Sometime ago, on the popular Mason And Guest radio show in Barbados, former West Indies off-spinner Nehemiah Perry lamented the diminishing number of schools participating in cricket in Jamaica. “There are so many schools dropping out of the competition, losing interest, losing players to other sports and other things. You are not going to develop your capabilities of expanding the sport. You are going to continue to struggle.”

Brian Lara

Diminishing participation means a smaller pool from which to choose, which leads to lower overall quality. Caribbean cricket fans have therefore witnessed a steady decline in the quality of players wearing the maroon over the last two or so decades.

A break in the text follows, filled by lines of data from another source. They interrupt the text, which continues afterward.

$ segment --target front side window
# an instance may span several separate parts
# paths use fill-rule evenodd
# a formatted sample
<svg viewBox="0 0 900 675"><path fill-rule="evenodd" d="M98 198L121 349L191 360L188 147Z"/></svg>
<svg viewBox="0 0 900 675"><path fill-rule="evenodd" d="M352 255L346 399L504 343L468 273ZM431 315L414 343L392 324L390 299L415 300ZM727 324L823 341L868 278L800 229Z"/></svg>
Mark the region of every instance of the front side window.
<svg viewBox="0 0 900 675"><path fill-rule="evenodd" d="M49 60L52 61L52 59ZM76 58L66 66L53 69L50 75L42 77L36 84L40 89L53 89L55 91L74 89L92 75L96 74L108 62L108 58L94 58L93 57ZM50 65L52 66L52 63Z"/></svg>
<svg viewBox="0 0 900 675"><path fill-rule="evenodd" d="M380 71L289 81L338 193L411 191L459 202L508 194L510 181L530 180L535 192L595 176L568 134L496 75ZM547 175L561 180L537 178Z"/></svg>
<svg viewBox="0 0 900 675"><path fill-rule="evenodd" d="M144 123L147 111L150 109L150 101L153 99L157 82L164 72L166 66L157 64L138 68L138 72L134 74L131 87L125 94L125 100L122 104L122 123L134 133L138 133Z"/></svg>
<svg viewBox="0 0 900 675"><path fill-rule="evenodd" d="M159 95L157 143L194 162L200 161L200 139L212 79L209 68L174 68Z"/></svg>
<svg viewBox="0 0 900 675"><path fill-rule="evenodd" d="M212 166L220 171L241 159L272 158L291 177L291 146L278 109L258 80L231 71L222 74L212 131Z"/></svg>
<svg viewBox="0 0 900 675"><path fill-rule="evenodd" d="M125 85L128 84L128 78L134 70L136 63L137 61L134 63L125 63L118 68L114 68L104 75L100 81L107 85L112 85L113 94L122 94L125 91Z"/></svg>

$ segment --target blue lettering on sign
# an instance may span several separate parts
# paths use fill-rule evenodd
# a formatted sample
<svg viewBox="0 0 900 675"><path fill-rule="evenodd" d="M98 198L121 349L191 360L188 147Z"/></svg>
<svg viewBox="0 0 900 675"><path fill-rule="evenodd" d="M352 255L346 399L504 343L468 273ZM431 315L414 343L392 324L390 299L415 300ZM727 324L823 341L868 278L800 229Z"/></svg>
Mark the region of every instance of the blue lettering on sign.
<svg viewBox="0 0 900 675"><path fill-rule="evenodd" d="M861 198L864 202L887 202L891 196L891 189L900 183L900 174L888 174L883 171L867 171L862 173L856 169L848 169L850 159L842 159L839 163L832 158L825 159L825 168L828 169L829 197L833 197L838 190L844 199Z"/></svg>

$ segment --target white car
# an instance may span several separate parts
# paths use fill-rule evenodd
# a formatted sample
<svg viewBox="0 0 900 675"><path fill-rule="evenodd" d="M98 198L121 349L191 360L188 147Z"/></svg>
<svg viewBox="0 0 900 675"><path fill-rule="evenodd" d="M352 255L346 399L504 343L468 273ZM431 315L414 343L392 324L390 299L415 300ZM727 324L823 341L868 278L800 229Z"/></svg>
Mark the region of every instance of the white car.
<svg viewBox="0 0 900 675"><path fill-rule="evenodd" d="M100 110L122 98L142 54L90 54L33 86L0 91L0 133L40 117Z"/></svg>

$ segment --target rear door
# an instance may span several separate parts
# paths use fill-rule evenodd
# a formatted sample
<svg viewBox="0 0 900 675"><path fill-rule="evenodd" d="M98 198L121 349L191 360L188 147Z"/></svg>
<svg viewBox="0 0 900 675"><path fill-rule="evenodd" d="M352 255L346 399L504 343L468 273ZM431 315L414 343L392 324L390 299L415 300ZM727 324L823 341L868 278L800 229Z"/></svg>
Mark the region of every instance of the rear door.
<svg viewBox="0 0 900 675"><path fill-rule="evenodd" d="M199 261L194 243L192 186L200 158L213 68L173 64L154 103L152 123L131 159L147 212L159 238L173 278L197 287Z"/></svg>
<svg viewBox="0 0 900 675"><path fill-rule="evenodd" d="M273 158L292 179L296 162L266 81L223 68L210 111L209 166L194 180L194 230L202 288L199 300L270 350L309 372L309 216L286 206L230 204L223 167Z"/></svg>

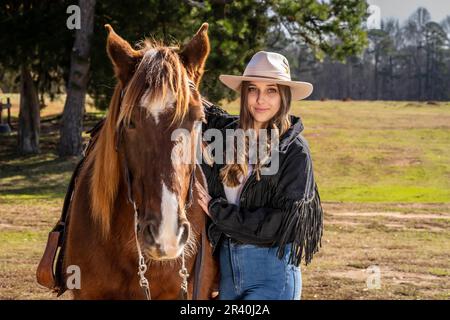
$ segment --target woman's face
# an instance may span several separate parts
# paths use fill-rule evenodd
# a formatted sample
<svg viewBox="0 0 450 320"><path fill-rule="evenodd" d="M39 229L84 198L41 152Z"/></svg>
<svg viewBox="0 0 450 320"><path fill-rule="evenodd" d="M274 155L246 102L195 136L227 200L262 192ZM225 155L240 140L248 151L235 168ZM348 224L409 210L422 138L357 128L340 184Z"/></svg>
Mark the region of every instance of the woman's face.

As the old stalwarts demitted office, the new recruits could not match their level of skill, and days of plenty were gradually overtaken by days of famine. It has been difficult to witness, something akin to watching a close friend or a family member, previously in rude health, get sicker and sicker as the days go by.

The harsh reality is that we are currently falling short in unearthing high-quality cricketing talent in the Caribbean. This is a truth many West Indian fans would rather not accept. Yet the evidence is clear: Save for Nkrumah Bonner, no current Test batsman averages over 40, and his career is only 12 games old. Shai Hope impressively averages 51.3 in 92 One-Day Internationals, but then averages in the 20s and 30s in Tests and first-class cricket, respectively.

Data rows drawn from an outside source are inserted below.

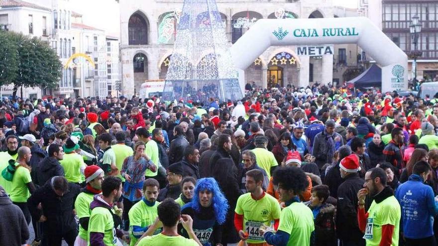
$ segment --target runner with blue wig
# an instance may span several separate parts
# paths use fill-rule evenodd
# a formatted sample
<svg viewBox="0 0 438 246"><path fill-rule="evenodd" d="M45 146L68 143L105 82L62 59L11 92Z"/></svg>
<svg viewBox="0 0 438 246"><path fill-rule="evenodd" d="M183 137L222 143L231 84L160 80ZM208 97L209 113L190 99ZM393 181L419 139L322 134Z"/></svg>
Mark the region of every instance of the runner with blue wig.
<svg viewBox="0 0 438 246"><path fill-rule="evenodd" d="M204 178L198 180L193 199L183 206L181 214L193 218L193 231L203 246L221 245L220 225L225 223L229 207L228 201L216 180ZM188 237L184 230L181 235Z"/></svg>

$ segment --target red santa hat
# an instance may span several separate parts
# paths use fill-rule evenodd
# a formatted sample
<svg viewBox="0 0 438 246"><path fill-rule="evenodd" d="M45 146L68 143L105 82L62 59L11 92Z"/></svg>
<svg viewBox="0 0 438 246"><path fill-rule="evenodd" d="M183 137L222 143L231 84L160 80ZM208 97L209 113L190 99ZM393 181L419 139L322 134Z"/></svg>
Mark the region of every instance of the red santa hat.
<svg viewBox="0 0 438 246"><path fill-rule="evenodd" d="M298 164L298 166L301 166L301 156L298 151L292 152L289 151L288 152L288 156L286 159L286 165L291 163L296 163Z"/></svg>
<svg viewBox="0 0 438 246"><path fill-rule="evenodd" d="M106 121L108 120L108 118L110 117L110 112L108 111L106 111L103 112L101 114L101 119L103 121Z"/></svg>
<svg viewBox="0 0 438 246"><path fill-rule="evenodd" d="M89 183L90 181L98 177L101 175L101 173L103 173L104 170L97 165L89 165L84 171L84 174L85 175L85 182Z"/></svg>
<svg viewBox="0 0 438 246"><path fill-rule="evenodd" d="M341 160L339 167L347 172L357 172L361 169L359 165L359 157L352 154Z"/></svg>
<svg viewBox="0 0 438 246"><path fill-rule="evenodd" d="M152 101L152 100L151 100L151 99L149 99L149 100L147 100L147 102L146 103L146 105L148 107L150 107L150 108L152 108L152 107L154 107L154 105L155 104L155 103L154 102L154 101Z"/></svg>
<svg viewBox="0 0 438 246"><path fill-rule="evenodd" d="M88 113L87 114L87 118L90 123L96 123L98 122L98 115L96 113Z"/></svg>

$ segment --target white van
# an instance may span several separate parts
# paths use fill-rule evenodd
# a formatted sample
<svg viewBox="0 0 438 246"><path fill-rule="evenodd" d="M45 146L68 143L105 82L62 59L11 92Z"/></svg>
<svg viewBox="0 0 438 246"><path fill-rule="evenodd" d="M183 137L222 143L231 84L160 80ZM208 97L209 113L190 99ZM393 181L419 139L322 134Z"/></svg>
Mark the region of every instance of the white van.
<svg viewBox="0 0 438 246"><path fill-rule="evenodd" d="M426 82L420 86L418 97L425 98L426 95L429 95L429 98L433 98L437 92L438 92L438 82Z"/></svg>

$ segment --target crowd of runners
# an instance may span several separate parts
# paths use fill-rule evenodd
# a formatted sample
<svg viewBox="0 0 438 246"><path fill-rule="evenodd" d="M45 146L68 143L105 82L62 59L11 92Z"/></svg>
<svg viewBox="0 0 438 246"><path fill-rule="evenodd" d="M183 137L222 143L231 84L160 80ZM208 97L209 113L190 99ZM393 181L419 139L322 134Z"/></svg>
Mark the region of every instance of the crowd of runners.
<svg viewBox="0 0 438 246"><path fill-rule="evenodd" d="M247 85L3 98L0 245L437 245L438 92Z"/></svg>

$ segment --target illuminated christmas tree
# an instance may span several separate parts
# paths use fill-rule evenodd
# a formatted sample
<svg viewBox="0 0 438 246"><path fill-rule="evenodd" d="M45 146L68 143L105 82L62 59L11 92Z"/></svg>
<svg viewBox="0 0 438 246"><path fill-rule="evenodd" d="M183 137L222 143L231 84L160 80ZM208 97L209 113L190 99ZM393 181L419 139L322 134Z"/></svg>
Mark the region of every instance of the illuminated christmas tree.
<svg viewBox="0 0 438 246"><path fill-rule="evenodd" d="M239 99L242 94L238 76L216 0L185 0L163 99Z"/></svg>

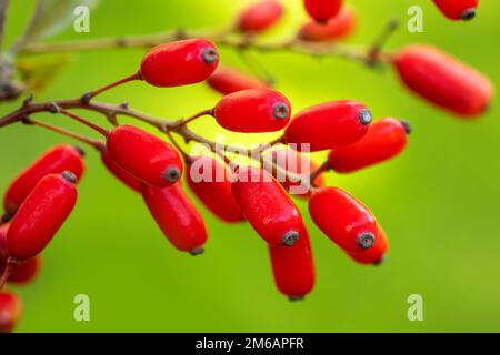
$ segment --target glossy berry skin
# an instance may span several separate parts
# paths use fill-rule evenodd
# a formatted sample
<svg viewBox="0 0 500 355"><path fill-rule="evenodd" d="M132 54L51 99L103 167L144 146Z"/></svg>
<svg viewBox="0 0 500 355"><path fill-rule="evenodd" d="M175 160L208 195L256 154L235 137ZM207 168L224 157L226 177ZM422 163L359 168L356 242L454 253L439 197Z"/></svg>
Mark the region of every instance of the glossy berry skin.
<svg viewBox="0 0 500 355"><path fill-rule="evenodd" d="M250 89L224 97L213 110L219 125L241 133L276 132L290 122L288 99L270 89Z"/></svg>
<svg viewBox="0 0 500 355"><path fill-rule="evenodd" d="M21 314L21 300L13 293L0 292L0 333L12 333Z"/></svg>
<svg viewBox="0 0 500 355"><path fill-rule="evenodd" d="M373 214L358 200L337 187L321 187L309 201L309 212L319 229L341 248L361 253L378 234Z"/></svg>
<svg viewBox="0 0 500 355"><path fill-rule="evenodd" d="M197 255L208 240L207 226L180 183L164 189L142 184L142 196L160 230L181 252Z"/></svg>
<svg viewBox="0 0 500 355"><path fill-rule="evenodd" d="M9 275L8 283L29 284L37 278L40 267L41 256L37 255L17 266L13 273Z"/></svg>
<svg viewBox="0 0 500 355"><path fill-rule="evenodd" d="M458 115L480 115L493 98L488 78L436 48L424 44L404 48L394 64L410 90Z"/></svg>
<svg viewBox="0 0 500 355"><path fill-rule="evenodd" d="M108 150L104 148L101 151L101 160L109 172L120 180L123 184L129 186L131 190L141 193L141 181L129 174L127 171L120 168L112 159L109 156Z"/></svg>
<svg viewBox="0 0 500 355"><path fill-rule="evenodd" d="M28 261L40 254L71 214L78 192L69 172L43 178L20 206L7 232L9 256Z"/></svg>
<svg viewBox="0 0 500 355"><path fill-rule="evenodd" d="M450 20L469 21L476 17L479 0L432 0Z"/></svg>
<svg viewBox="0 0 500 355"><path fill-rule="evenodd" d="M261 33L273 27L283 16L284 9L280 1L263 0L241 12L237 29L241 32Z"/></svg>
<svg viewBox="0 0 500 355"><path fill-rule="evenodd" d="M327 23L311 21L304 24L299 32L299 38L310 42L340 41L356 30L358 19L351 9L343 9L337 17Z"/></svg>
<svg viewBox="0 0 500 355"><path fill-rule="evenodd" d="M383 119L370 125L368 133L352 145L332 150L330 166L338 173L351 173L401 153L408 143L409 125L396 119Z"/></svg>
<svg viewBox="0 0 500 355"><path fill-rule="evenodd" d="M309 16L322 23L339 14L342 4L342 0L304 0Z"/></svg>
<svg viewBox="0 0 500 355"><path fill-rule="evenodd" d="M49 174L71 171L80 180L84 173L83 152L72 145L57 145L43 153L10 184L6 192L3 206L13 216L21 203L34 186Z"/></svg>
<svg viewBox="0 0 500 355"><path fill-rule="evenodd" d="M207 83L210 88L224 95L250 89L266 89L268 87L261 80L228 67L220 67L207 80Z"/></svg>
<svg viewBox="0 0 500 355"><path fill-rule="evenodd" d="M262 169L241 168L232 194L256 232L270 245L292 246L303 233L303 222L283 187Z"/></svg>
<svg viewBox="0 0 500 355"><path fill-rule="evenodd" d="M192 158L187 172L188 185L200 201L220 220L244 221L231 191L231 171L212 156Z"/></svg>
<svg viewBox="0 0 500 355"><path fill-rule="evenodd" d="M207 80L218 64L212 42L191 39L153 48L142 60L140 73L153 87L172 88Z"/></svg>
<svg viewBox="0 0 500 355"><path fill-rule="evenodd" d="M132 125L111 131L106 149L121 169L138 180L167 187L179 181L182 161L177 150L158 136Z"/></svg>
<svg viewBox="0 0 500 355"><path fill-rule="evenodd" d="M372 114L364 104L333 101L299 112L288 125L284 140L298 151L336 149L359 141L371 121Z"/></svg>
<svg viewBox="0 0 500 355"><path fill-rule="evenodd" d="M316 270L307 231L292 247L269 246L278 290L291 301L302 300L314 287Z"/></svg>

One can hardly blame the selectors; they have to try and chose the best of an average lot. We can’t blame the captain either; no matter how cunning his schemes he will need competent players to carry them out. As for the coaches, they can’t be miracle workers expected to spin straw into gold like Rumpelstiltskin did in the fairy tale.

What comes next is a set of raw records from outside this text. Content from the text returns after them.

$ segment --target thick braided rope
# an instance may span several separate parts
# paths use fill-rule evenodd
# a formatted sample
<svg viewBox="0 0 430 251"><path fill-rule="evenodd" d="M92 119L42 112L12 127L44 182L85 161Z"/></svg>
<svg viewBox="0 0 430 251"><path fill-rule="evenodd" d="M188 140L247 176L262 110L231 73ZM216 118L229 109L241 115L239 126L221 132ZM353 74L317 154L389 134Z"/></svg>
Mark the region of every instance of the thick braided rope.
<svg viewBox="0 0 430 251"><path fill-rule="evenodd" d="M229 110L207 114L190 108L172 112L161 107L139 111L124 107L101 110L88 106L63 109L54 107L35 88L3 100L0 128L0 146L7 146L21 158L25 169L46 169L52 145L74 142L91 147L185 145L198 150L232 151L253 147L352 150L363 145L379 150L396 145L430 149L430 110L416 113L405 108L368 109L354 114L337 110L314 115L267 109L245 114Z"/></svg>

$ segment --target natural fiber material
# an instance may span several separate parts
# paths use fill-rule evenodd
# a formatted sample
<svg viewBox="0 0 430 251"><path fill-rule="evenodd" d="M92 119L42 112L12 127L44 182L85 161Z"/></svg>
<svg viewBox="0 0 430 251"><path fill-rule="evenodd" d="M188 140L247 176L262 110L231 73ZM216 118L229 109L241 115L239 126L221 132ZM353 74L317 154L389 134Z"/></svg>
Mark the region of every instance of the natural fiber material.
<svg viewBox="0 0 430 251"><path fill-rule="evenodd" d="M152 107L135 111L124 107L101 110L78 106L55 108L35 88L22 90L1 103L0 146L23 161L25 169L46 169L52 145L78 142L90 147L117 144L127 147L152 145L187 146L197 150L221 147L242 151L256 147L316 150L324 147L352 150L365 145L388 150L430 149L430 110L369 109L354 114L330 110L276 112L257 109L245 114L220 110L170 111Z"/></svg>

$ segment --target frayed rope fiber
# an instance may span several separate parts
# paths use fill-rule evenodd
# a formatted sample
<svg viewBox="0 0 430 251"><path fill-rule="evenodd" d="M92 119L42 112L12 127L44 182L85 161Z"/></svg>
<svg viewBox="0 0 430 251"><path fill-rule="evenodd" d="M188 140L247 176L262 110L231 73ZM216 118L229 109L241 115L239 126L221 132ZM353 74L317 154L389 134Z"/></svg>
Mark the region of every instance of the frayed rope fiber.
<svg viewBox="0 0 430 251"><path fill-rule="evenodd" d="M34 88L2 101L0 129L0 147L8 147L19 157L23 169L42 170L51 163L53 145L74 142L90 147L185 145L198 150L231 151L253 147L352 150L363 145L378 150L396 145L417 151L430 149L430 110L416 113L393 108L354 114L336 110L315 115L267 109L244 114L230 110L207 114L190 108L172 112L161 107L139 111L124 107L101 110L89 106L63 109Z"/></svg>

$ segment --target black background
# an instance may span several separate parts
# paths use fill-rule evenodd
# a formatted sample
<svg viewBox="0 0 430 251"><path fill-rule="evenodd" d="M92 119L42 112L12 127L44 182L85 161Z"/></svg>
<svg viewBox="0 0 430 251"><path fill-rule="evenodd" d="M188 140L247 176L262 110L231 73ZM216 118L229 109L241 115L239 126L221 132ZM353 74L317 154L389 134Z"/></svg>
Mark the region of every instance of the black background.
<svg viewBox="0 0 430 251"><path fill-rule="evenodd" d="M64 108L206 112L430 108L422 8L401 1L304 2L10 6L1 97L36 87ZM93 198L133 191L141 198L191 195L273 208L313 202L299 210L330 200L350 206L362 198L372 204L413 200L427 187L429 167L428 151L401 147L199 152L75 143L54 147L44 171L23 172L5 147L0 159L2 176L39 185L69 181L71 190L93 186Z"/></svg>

That is not to say there are no talented young players around. We could mention names like Jayden Seales, Alzarri Josephs, Chemar Holder, and Joshua Da Silva, all players of some promise. Yet, if you compare them with youngsters coming out of India and Pakistan, for example, we easily recognise the difference in both quantity and quality.

A little over a year ago, Curtly Ambrose, speaking on Talk Sports Live in Antigua, expressed doubt that the West Indies could ever return to its glory days: “Yes, we can be competitive and climb up the ICC [International Cricket Council] rankings and be a force to be reckoned with again,” said the legendary fast bowler, “but those glory days, I don’t think we will see them again.”

Nobody in their right mind expects a return to the way it was in the 80s, but I hope Ambrose is right about the West Indies getting better and competing with the best.